The definition of a standard straddle is a technical “third blind” under the gun; a player puts at least twice the big blind in the pot, and gets to act last on their hand. In No Limit games, this amount can be anything over double in some places. Players will routinely make the straddle for larger amounts; in a $1/$2 game, you may see $7-$20 straddles from some players. Now, most poker players are aware that playing UTG is the hardest position to play from preflop, which begs the question, why would you ever want to put in more money in the dark from the worst position? There’s a few factors that can make the decision more reasonable.
– You’re wanting to loosen up a tight game. Many times, when faced with a table filled with nits and no other games in sight, you may not want to shelve it for the night and go all the way back home. By showing players you’re willing to gamble via the straddle, you can sometimes encourage rocks to lower their standards when playing against you; if you’re willing to throw money recklessly into the pot blind, what’s to say you won’t be doing the same thing when you’re actually looking at your hands?
-You’re looking to pick on the blinds. Sometimes, you’ll be playing a shorthanded limit game with rocks. If those rocks happen to be to your right, you can add even more pressure to their already tight game by routinely straddling their blinds. In a 5 handed $10/$20 game, you’re looking at leaning on $15 in super tight blinds every round, which can be a big profit for you in the long run.
-You want to make players uncomfortable. A lot of the younger and less experienced players will make it fairly obvious that big stakes intimidate them. One of the ways that you can exploit that tendency in these players is to artificially raise the stakes of the game with the straddle. Making a $1/$2 game essentially a $2/$4 every time you’re UTG makes these players play a lot more textbook, easy to read poker than when they have that comfort zone and proportionally large stack to play with.
The problem is, these factors aren’t always going to be there, and in fact, the vast majority of the time, the UTG straddle is a money loser in the long run; it’s hard to turn a profit playing even top tier hands out of position, so imagine attempting to squeeze every dollar of value from 92o and J4o. In short; understanding how to utilize the UTG straddle is important in selective games, but isn’t going to be part of an everyday game plan for a winning poker player.
There is a straddle, however, that if available to use at the game you’re playing in, is a very powerful move that should be used as often as possible, providing you have the bankroll to handle it; the button straddle, or Mississippi straddle.

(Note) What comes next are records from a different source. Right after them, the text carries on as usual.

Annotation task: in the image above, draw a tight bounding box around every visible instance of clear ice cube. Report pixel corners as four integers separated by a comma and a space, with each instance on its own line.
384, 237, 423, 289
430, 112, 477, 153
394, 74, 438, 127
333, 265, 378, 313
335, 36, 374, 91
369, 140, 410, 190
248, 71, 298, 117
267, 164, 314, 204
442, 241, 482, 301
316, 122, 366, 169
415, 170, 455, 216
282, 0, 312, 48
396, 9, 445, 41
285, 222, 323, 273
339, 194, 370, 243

The Mississippi straddle allows you buy last position in the hand preflop, guaranteeing that you’ll be last to act throughout the entire hand. This has some unique advantages over the UTG straddle;
– Additional pressure on the blinds. Normally, playing from the blinds is either a pretty simple task; if no one’s raised, you’ve got a cheap call or you can raise, with the luxury of knowing you’re last to act, at least for this round. With someone Mississippi straddling, however, not only are you already invested in the pot, you don’t close the action; in fact, you’ve essentially been put UTG, except now you’re enticed by alluring pot odds with your blinds already posted. The problem? If you’re the big blind, and you toss in $5 more dollars to call the $10 straddle, there are 7 people left in a standard ring game that can possibly decide to raise the action. Many times, players that straddle like to frequently pop the straddle with a big raise, making it even harder to just hope you see a $10 flop with J9s, and if you’ve got a short buy-in, like say, $250, seeing 2 or 3 rounds of these straddled pots is a good way to go broke fast.
-The straddle pop. If you’re bought in relatively short in your game, and players like to limp and aren’t particularly agressive, a surefire method of generating profit is straddling, then shipping when the action gets folded to you. Say you’re stack is at $200 at a $2/$5 game, and you straddle for $15. Four people (both blinds, and two middle position weak/loose guys) call. Shipping your last $185 means you profit $60 every time the shove works, and against blinds and weak players, you’re likely to take the pot down well over 50% of the time. When you don’t, you still have a chance to score the double up, but winning inflated pots without a showdown is one of the easiest ways to secure profit in poker; why not take the opportunity when you’re given a free shot at it with Mississippi straddles?
A straddle may not be a move you use often as a poker player, but cash game veterans understand the logic behind using it and mix it into their repertoire when the need arises. Try it out and get a feel for the straddle, and you’ll add another layer to your game.